It is normal for many environments to run applications in the cloud. For some environments, the new normal is running applications in multiple clouds, as well as running applications in their own data center or private cloud. If the new normal includes a data center plus multiple cloud environments, then we need to know how to protect applications running in those environments. Using different backup applications for the three different environments can get complicated, and complication equals risk.
It is this new world of multiple clouds and data centers that Datos IO claims to address with its latest release of RecoverX. If you’re not familiar with Datos IO, be sure to check out our previous briefing note on its product. A brief summary is that it is a data protection product designed for extreme scalability and cloud suitability. Its initial release targetes non-relational databases such as Cassandra and MongoDB, since there are not a lot of products going after that growth market.
With some time under its belt, RecoverX is now stretching its wings to protect other applications in the cloud and the data center. RecoverX 2.0 includes data protection and data mobility for relational databases. The product allows you to backup relational databases running in any cloud vendor and your data center, and then allows you to easily recover or migrate that application to any cloud vendor or your own data center.
Datos IO is quick to mention that a key element of its products is semantic deduplication. Most deduplication is block-based, and most backup dedupe is done by first unpacking the backup format, and then applying a block-based deduplication algorithm. The challenge with block-based deduplication is that it is very CPU intensive, so deduplication vendors must strike a balance between deduplication ratios and performance. The smaller the block size the deduplication algorithm looks at, the better the deduplication ratio will be. A 256K block size would render great deduplication ratios, but it would require the creation of 16 times more SHA256 hashes than the typical block size of 8K that is used by most deduplication products.
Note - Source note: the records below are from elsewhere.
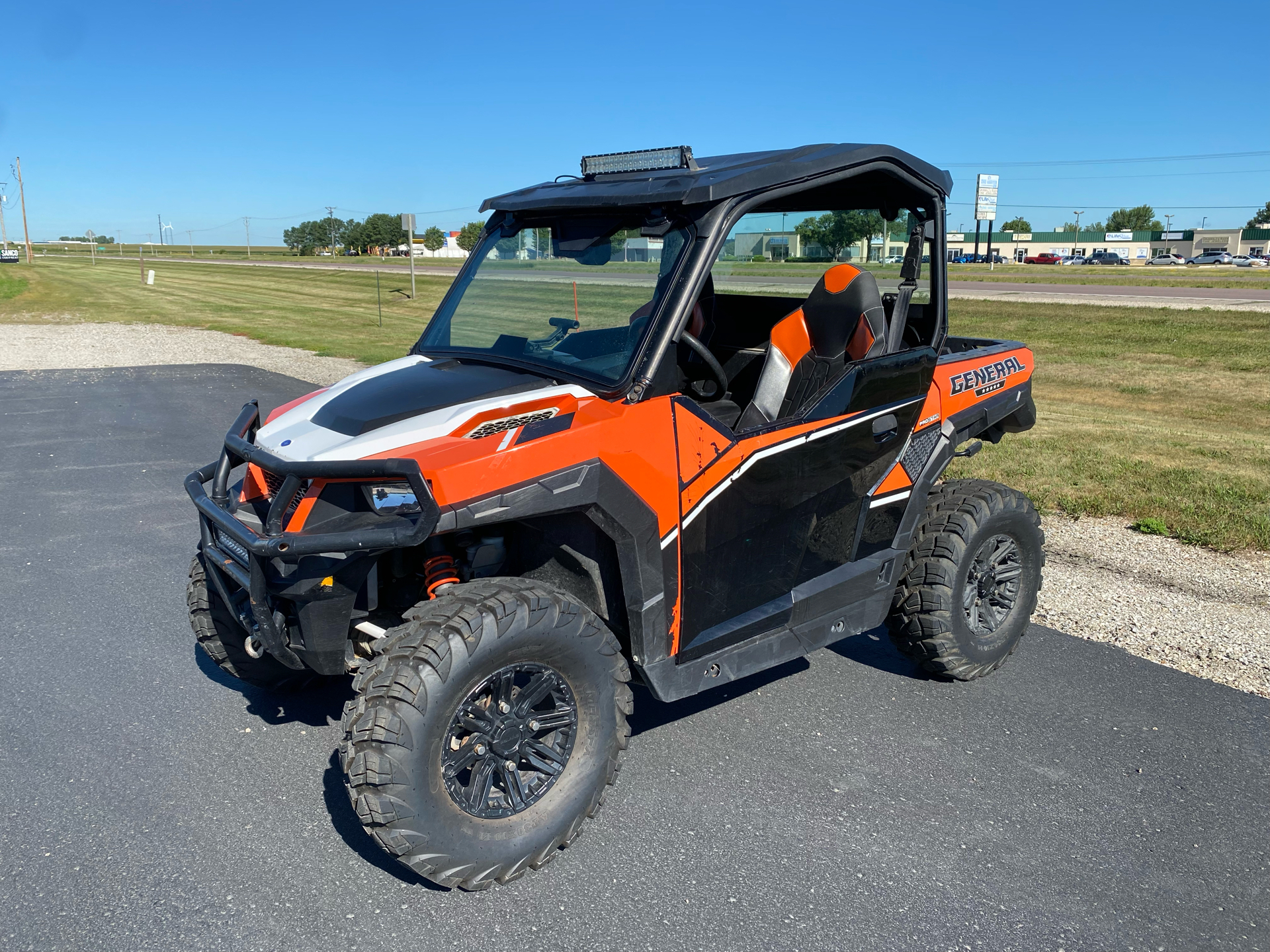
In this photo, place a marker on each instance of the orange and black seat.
(841, 320)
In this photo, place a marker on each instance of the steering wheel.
(716, 371)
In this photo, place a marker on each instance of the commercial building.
(783, 245)
(1138, 247)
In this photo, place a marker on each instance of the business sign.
(986, 197)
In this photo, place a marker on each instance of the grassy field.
(1143, 413)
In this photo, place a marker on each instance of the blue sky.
(214, 112)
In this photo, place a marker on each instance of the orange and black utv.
(650, 434)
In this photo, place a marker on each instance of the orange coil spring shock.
(439, 571)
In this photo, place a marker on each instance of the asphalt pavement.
(1079, 799)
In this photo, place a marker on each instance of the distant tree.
(469, 234)
(433, 239)
(1138, 219)
(1260, 220)
(382, 231)
(836, 231)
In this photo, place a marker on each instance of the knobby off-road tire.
(952, 614)
(222, 639)
(402, 734)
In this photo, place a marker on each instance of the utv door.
(775, 513)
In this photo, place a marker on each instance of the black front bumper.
(237, 553)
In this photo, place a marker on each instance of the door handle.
(886, 428)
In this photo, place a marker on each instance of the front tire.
(487, 731)
(970, 579)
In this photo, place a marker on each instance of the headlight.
(393, 499)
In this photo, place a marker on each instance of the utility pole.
(22, 197)
(408, 223)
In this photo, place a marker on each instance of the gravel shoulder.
(32, 347)
(1202, 612)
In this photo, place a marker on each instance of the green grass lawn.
(1143, 413)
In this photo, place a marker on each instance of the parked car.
(1105, 258)
(1210, 258)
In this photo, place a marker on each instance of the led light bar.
(644, 160)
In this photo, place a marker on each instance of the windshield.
(573, 292)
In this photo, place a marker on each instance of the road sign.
(986, 197)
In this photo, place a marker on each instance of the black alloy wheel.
(509, 740)
(970, 579)
(992, 586)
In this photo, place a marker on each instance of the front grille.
(272, 481)
(233, 547)
(509, 423)
(920, 450)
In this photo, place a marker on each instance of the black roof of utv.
(715, 178)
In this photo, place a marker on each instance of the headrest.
(833, 309)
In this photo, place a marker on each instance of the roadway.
(1079, 799)
(799, 285)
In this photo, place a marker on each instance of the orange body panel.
(896, 480)
(966, 382)
(636, 442)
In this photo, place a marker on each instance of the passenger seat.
(841, 320)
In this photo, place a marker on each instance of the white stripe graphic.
(789, 444)
(893, 498)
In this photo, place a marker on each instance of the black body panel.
(415, 390)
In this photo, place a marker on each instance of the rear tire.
(224, 640)
(970, 579)
(446, 770)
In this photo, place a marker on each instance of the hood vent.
(509, 423)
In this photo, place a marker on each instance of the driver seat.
(841, 320)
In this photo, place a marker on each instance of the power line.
(1111, 161)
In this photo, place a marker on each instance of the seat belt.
(908, 273)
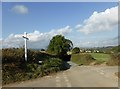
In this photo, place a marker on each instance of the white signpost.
(25, 38)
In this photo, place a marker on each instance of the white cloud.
(20, 9)
(99, 43)
(36, 39)
(100, 21)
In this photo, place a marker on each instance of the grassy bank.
(16, 69)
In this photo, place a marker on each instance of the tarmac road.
(76, 76)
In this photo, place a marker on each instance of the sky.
(86, 24)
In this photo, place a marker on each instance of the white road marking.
(66, 80)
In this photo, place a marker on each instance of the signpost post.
(25, 38)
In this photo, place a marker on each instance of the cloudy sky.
(87, 24)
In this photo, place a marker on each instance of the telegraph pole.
(25, 38)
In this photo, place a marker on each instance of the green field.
(101, 56)
(82, 59)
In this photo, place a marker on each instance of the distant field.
(101, 56)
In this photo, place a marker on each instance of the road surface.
(76, 76)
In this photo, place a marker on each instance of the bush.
(15, 68)
(76, 50)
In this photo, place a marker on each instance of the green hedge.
(16, 69)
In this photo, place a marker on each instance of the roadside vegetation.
(111, 58)
(15, 68)
(82, 59)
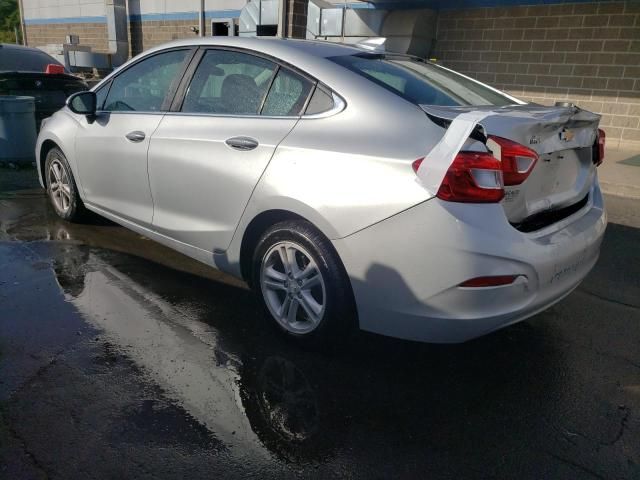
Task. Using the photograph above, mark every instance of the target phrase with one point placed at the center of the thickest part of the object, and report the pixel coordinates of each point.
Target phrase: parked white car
(344, 185)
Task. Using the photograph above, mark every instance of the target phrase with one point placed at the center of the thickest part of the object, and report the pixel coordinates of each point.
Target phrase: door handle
(136, 136)
(242, 143)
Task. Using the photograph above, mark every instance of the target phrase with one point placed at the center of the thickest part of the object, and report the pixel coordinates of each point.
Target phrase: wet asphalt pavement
(122, 359)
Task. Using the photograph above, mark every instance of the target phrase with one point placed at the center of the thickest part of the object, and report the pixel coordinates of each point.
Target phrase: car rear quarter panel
(346, 172)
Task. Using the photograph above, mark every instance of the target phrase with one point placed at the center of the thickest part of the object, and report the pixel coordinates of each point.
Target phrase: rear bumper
(405, 271)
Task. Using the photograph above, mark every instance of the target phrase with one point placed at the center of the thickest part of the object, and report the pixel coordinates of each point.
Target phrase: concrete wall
(588, 53)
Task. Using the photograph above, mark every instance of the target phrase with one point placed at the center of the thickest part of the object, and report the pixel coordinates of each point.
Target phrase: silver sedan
(346, 185)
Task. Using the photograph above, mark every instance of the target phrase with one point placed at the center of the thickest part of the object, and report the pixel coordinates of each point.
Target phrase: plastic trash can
(17, 130)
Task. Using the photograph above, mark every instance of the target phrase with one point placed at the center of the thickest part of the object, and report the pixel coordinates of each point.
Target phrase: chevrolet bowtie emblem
(566, 135)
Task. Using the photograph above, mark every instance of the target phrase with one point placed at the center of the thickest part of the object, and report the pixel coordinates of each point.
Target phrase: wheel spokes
(59, 186)
(310, 306)
(288, 277)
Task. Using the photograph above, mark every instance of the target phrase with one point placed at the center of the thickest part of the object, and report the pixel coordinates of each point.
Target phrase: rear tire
(302, 284)
(61, 187)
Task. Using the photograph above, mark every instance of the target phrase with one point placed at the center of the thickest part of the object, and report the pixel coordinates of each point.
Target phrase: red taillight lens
(494, 281)
(517, 160)
(601, 141)
(473, 177)
(53, 68)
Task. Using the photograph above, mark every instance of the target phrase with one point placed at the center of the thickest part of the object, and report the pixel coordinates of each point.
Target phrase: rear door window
(288, 94)
(145, 86)
(321, 101)
(229, 83)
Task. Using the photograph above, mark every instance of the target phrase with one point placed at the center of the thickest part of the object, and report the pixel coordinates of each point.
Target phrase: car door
(206, 157)
(112, 147)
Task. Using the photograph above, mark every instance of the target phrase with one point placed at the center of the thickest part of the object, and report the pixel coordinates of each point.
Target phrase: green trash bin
(17, 130)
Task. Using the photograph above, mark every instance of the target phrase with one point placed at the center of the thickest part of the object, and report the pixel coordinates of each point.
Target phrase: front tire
(303, 285)
(61, 187)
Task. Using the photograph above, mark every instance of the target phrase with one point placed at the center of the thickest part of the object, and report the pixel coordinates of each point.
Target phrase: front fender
(60, 129)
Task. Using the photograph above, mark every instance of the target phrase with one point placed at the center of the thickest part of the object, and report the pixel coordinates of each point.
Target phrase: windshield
(421, 83)
(24, 60)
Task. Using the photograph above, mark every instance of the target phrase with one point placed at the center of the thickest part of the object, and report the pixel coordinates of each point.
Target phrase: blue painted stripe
(48, 21)
(388, 5)
(144, 17)
(209, 14)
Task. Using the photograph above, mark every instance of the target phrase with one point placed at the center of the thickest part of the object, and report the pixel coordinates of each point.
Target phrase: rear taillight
(517, 160)
(473, 177)
(600, 141)
(53, 69)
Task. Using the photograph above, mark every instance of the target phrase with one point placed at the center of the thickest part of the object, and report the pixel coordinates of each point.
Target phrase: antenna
(374, 44)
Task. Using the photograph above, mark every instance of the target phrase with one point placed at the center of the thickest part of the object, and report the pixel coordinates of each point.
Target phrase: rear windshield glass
(24, 60)
(419, 82)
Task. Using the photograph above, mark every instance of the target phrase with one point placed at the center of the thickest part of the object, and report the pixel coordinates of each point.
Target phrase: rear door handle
(135, 137)
(242, 143)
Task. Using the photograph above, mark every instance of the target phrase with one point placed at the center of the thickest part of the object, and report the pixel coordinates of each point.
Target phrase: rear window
(419, 82)
(24, 60)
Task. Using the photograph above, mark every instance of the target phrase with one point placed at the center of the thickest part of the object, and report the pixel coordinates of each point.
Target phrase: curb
(627, 191)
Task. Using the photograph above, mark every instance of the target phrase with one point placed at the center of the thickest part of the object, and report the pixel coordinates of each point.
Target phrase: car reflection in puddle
(200, 336)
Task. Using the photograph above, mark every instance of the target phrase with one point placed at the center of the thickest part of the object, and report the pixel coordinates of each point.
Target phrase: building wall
(588, 53)
(91, 34)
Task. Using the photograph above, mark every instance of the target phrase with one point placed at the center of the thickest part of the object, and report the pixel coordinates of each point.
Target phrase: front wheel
(62, 188)
(302, 283)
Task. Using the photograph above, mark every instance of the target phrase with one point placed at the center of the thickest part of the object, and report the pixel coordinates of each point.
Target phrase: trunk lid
(562, 136)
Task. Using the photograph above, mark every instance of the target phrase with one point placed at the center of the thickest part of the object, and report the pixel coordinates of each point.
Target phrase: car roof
(270, 45)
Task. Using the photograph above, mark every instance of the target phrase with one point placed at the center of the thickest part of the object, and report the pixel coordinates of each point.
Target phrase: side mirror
(82, 103)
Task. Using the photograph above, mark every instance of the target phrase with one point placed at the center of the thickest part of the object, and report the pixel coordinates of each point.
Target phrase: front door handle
(135, 137)
(242, 143)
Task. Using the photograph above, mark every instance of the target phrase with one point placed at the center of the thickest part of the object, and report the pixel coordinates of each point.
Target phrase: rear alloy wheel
(302, 283)
(62, 188)
(293, 287)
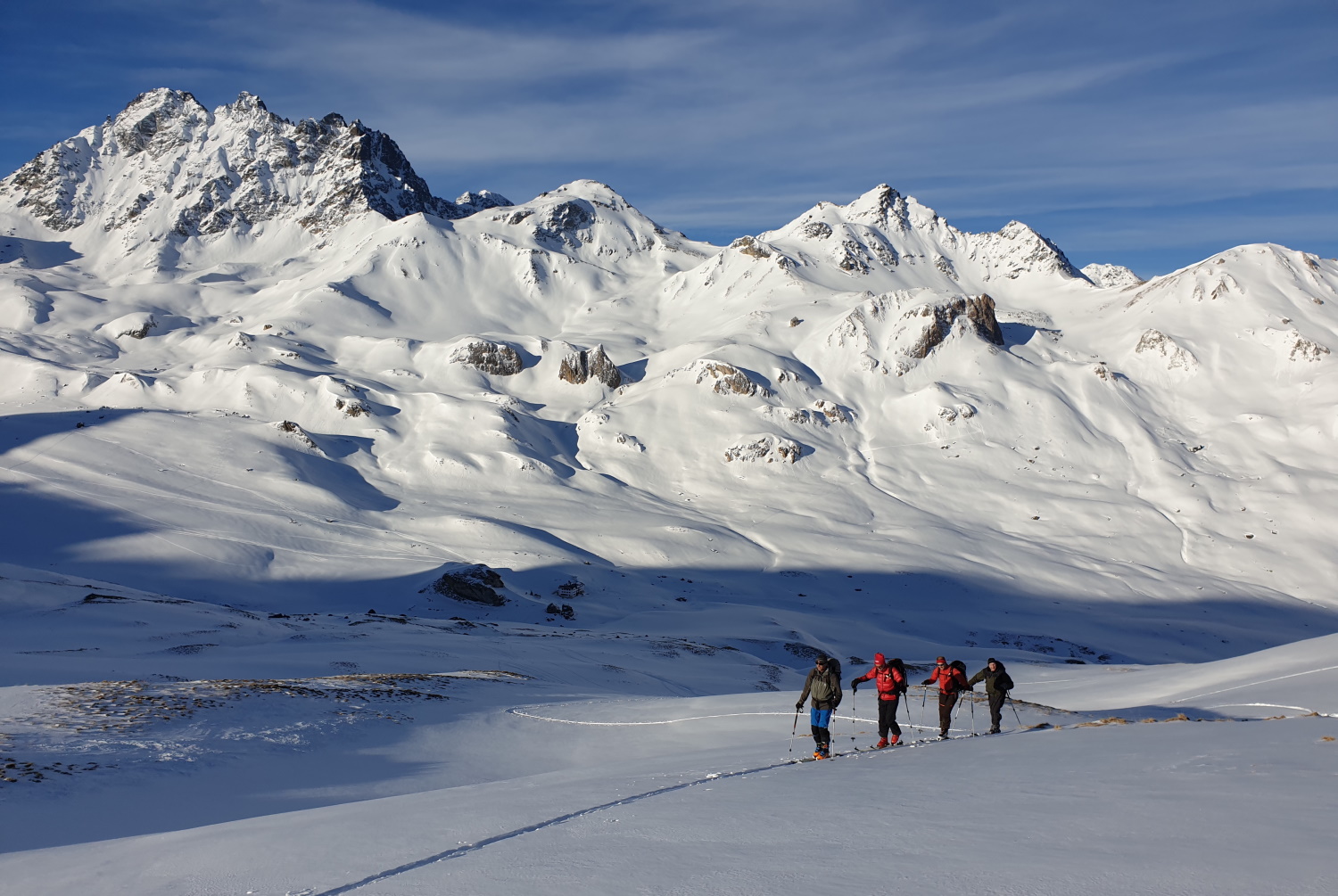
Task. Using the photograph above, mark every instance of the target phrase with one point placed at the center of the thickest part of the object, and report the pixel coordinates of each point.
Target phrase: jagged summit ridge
(168, 166)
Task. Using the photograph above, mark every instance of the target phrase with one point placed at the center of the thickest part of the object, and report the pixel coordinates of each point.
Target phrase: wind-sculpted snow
(267, 358)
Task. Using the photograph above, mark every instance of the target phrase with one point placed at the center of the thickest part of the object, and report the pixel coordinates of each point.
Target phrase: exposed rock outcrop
(1175, 356)
(941, 317)
(1112, 275)
(725, 379)
(582, 366)
(497, 358)
(166, 165)
(473, 583)
(764, 449)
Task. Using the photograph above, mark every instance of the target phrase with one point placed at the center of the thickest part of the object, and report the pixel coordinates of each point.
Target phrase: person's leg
(823, 736)
(997, 711)
(945, 713)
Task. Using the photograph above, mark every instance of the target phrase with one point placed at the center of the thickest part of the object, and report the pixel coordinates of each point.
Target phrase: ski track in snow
(519, 832)
(958, 444)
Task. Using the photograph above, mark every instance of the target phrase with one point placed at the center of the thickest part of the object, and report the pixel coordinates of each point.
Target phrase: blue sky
(1147, 134)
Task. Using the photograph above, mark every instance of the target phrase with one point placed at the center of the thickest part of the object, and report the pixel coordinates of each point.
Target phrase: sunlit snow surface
(235, 452)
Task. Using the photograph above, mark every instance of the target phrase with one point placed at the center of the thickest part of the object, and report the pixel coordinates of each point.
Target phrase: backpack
(834, 666)
(899, 666)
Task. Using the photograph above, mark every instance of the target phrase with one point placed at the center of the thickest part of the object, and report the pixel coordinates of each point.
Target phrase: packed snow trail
(580, 813)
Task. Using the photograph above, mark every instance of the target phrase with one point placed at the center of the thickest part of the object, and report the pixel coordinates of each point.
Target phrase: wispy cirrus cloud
(731, 117)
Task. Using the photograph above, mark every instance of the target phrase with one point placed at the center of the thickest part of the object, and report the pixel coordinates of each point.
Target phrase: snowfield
(361, 540)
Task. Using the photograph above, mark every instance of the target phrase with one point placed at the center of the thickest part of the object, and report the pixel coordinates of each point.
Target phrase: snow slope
(492, 793)
(359, 535)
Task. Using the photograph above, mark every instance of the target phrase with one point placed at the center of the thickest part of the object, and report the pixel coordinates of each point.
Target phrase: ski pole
(853, 716)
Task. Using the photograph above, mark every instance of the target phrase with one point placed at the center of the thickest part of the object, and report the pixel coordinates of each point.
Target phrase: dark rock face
(473, 585)
(570, 588)
(977, 310)
(562, 224)
(497, 358)
(168, 160)
(591, 364)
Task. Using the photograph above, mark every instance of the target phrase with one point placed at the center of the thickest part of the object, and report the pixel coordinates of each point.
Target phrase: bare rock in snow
(582, 366)
(749, 246)
(1175, 356)
(471, 583)
(1112, 275)
(168, 166)
(497, 358)
(725, 379)
(939, 318)
(1297, 347)
(136, 325)
(291, 428)
(764, 449)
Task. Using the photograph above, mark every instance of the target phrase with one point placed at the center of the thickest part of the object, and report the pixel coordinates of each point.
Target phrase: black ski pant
(888, 717)
(945, 711)
(997, 709)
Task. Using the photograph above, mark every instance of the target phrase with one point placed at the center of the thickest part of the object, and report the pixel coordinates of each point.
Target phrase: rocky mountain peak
(168, 166)
(1116, 275)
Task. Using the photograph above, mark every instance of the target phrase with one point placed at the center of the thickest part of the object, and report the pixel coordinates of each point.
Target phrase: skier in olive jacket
(952, 681)
(823, 684)
(890, 679)
(997, 685)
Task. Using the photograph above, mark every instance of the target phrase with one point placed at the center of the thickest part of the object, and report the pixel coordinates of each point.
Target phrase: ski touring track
(447, 855)
(580, 813)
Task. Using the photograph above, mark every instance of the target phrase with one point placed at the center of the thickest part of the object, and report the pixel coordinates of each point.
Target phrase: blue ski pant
(819, 719)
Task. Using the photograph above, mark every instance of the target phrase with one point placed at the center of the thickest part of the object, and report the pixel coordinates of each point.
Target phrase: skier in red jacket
(952, 681)
(890, 679)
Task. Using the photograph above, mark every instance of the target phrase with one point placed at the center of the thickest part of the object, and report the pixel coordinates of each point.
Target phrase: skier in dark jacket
(823, 684)
(890, 679)
(997, 685)
(952, 681)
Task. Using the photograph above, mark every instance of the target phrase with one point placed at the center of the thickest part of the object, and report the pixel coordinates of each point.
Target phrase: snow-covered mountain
(471, 539)
(269, 361)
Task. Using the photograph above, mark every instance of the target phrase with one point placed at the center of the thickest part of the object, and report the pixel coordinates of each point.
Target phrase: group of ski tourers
(888, 677)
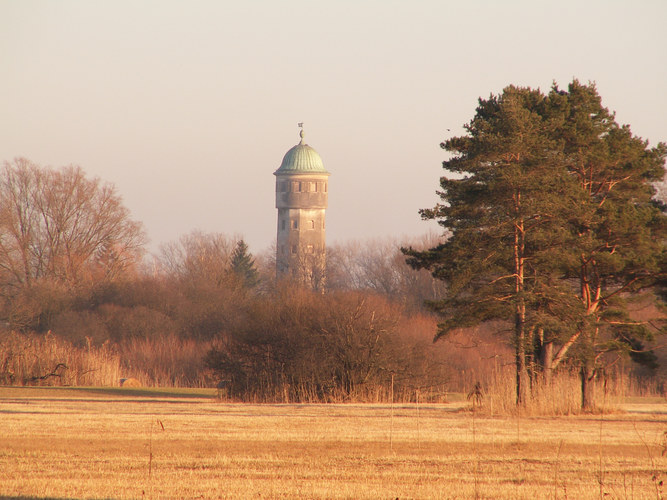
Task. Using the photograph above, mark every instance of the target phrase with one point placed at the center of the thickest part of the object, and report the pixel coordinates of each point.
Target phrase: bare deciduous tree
(60, 229)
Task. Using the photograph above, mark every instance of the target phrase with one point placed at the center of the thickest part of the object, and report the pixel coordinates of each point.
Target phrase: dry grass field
(86, 443)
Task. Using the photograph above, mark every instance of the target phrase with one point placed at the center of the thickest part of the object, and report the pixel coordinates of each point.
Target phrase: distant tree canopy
(553, 225)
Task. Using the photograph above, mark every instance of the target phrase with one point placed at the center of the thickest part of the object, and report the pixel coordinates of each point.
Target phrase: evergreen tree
(551, 224)
(243, 265)
(500, 211)
(617, 234)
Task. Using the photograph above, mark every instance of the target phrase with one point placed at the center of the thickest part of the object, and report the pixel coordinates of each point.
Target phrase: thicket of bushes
(192, 320)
Semantic deduplication looks at the change vectors themselves, such as a single element in a single table being changed from 5 to 7. Storing that change with a semantic deduplication system might require a few bytes of storage. But if you made that change, backed it up, and then submitted it to a block-based deduplication system, it would store at least 8 KB. This is why Datos IO advertises a 10 X bidirectional move efficiency of semantic deduplication over the alternatives.
Both the data protection and data mobility features employ source-side application listeners that perform their deduplication before transmitting backups or migration jobs across the wire. Like the previous version of RecoverX, this product also uses a non-media server architecture; backups are sent straight to a scale out cluster running the RecoverX software. Datos IO announced that RecoverX 2.0 also includes support for increasing the size of the RecoverX cluster from 3 to 5 nodes. Datos IO designed the product to be scalable to many more nodes, but this is what it has tested and is supporting today.
Finally, RecoverX 2.0 includes data protection for big data file systems, such as Hadoop and HDFS. It supports backing these systems up in a similar way to how it handles large databases by using a listener that provides incremental-forever backups. The product also supports semantic deduplication, but currently it is only at the file level. Datos IO’s representatives did say that it is examining the possibility of looking for changes within a file the way RecoverX looks for changes within a database.
RecoverX is a very different data protection product written for a very different world than that existed before the cloud. It is unique in its support for the cloud without ignoring the data center. This unique combination of features that allows a customer to protect applications and scale-out file systems no matter where they reside, and recover or migrate those applications anywhere else they might reside is quite powerful.